If you left to gain a pay increase
We all go to work to earn money, and companies know that. But instead of saying this was your sole motivation for seeking out a new opportunity – and to avoid projecting an image that you will switch jobs instantly because of money – it's best to give more reasons why you chose to join the company as well. So you could reply something like, “I was offered a significant pay increase, and was also excited about the direction and plans this new company was going, so it seemed like a great opportunity to take.”

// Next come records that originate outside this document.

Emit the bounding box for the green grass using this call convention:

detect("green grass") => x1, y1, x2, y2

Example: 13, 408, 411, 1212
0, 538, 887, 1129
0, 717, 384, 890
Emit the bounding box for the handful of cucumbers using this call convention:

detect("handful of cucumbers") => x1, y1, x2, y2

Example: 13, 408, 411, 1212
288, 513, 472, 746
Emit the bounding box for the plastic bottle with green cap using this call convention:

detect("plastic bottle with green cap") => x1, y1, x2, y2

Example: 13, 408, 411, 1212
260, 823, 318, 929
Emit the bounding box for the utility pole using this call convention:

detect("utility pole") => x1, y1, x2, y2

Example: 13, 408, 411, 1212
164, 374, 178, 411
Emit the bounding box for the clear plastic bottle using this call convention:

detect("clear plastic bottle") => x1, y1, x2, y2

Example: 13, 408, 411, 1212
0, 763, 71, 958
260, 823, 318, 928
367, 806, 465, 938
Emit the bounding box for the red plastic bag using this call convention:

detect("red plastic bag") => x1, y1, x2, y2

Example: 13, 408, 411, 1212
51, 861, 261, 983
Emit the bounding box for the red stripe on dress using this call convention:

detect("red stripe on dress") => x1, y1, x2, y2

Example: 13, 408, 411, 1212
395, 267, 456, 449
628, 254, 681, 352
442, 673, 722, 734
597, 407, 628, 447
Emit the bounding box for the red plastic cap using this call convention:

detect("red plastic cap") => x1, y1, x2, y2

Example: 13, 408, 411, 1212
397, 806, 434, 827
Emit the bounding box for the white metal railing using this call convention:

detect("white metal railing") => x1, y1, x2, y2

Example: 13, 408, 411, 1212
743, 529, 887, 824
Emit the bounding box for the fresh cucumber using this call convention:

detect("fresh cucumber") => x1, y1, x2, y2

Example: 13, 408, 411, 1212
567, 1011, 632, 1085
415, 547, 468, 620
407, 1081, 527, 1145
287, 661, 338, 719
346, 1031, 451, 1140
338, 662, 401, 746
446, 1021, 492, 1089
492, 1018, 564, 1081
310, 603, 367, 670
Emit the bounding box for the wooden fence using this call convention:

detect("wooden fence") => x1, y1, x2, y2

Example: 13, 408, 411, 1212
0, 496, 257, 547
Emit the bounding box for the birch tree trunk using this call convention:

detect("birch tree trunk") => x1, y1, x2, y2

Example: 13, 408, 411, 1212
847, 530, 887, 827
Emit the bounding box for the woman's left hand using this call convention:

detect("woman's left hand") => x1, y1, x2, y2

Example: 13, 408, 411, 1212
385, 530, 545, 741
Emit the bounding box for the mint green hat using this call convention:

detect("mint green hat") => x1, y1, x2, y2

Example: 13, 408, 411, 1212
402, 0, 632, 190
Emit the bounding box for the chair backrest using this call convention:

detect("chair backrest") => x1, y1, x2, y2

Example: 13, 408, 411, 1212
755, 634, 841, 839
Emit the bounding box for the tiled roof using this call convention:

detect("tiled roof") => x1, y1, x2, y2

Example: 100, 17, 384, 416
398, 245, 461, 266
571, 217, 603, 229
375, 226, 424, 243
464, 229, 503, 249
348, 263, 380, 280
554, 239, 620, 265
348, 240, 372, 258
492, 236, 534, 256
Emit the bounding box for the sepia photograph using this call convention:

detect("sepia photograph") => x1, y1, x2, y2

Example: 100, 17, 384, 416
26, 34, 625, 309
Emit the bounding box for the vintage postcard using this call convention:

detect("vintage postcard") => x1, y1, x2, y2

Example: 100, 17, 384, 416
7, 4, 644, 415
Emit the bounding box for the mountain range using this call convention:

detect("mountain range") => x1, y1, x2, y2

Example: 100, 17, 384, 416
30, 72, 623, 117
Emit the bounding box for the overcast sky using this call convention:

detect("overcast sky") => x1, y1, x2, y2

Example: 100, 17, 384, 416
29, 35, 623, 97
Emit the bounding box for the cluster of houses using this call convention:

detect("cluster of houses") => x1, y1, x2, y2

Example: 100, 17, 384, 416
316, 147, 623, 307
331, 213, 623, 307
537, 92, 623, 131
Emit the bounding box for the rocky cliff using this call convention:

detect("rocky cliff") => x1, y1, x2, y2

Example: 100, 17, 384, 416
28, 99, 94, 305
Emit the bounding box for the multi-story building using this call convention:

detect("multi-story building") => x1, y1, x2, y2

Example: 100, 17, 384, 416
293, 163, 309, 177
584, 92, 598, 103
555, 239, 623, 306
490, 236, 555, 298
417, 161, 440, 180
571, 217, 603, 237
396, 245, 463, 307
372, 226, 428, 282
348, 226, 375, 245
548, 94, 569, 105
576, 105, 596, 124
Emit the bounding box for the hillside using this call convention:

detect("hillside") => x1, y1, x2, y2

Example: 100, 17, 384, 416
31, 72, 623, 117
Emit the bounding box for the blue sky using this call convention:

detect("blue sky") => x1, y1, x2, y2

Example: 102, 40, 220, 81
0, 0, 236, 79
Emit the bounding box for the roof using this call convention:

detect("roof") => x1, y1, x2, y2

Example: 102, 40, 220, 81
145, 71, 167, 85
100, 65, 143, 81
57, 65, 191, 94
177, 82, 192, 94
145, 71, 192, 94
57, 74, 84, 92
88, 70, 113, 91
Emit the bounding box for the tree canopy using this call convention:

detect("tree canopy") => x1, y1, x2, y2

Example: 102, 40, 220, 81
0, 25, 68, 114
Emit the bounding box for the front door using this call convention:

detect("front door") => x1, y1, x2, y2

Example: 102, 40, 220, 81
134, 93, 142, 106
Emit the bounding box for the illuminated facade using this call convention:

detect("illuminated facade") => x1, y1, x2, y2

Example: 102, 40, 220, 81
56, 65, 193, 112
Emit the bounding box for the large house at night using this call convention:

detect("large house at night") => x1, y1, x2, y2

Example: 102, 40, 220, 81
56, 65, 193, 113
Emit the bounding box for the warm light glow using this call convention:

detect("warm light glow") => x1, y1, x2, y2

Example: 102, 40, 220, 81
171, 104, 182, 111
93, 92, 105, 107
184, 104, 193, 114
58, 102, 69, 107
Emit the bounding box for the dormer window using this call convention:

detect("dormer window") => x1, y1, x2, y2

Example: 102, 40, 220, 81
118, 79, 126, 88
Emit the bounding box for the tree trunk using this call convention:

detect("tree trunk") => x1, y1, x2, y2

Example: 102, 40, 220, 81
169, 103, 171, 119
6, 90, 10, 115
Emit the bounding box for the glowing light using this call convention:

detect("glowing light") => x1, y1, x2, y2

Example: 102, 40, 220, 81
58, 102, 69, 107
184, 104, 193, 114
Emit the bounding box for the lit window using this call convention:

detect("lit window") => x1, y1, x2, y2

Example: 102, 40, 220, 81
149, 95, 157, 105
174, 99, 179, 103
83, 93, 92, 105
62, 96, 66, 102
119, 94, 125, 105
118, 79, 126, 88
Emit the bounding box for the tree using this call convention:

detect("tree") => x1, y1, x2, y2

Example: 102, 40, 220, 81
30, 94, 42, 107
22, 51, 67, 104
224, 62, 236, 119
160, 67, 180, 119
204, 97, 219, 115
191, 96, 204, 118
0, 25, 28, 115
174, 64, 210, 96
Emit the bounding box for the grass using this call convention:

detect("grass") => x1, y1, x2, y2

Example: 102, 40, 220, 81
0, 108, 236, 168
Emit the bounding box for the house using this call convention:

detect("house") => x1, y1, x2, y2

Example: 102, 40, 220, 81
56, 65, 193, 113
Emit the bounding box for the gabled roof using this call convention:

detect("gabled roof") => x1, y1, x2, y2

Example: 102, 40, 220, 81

Focus on your strengths and achievements
One thing to always keep in mind is that although the hiring manager may want to know the reasons why you left a company or are leaving your current employment, they will always refer to your strengths and achievements and how you can contribute to the company. Hence it is important to ensure that your résumé is up-to-date and clearly list out your skills and results you have accomplished. Then you can divert the attention back to discussing the present and future rather than focusing on the past.
Change of circumstances
Every job change should be a step forward and towards improvement and betterment for both you and the company you’re looking to work for. Perhaps, your previous company was going through a restructure and your role and scope of work changed or no longer fit your career goals. You can be honest with the hiring manager and let them know the circumstances which led to you looking to switch careers. Be sure to outline your previous achievements and how you think you can best contribute and fit into the new company culture.
What if you were fired?
If you were let go, it’s always advisable to tell the truth. It’s not worth lying and getting caught later when they do a reference check. Even if you get hired, and if they ever find out you lied, that is usually grounds for termination. Speak about what happened as diplomatically as possible, and add what you have learnt from the experience and the steps you’ve taken to ensure it never happens again. Also, be sure you do not badmouth your former employer as it will reflect poorly on you and they’ll want the other side of the story.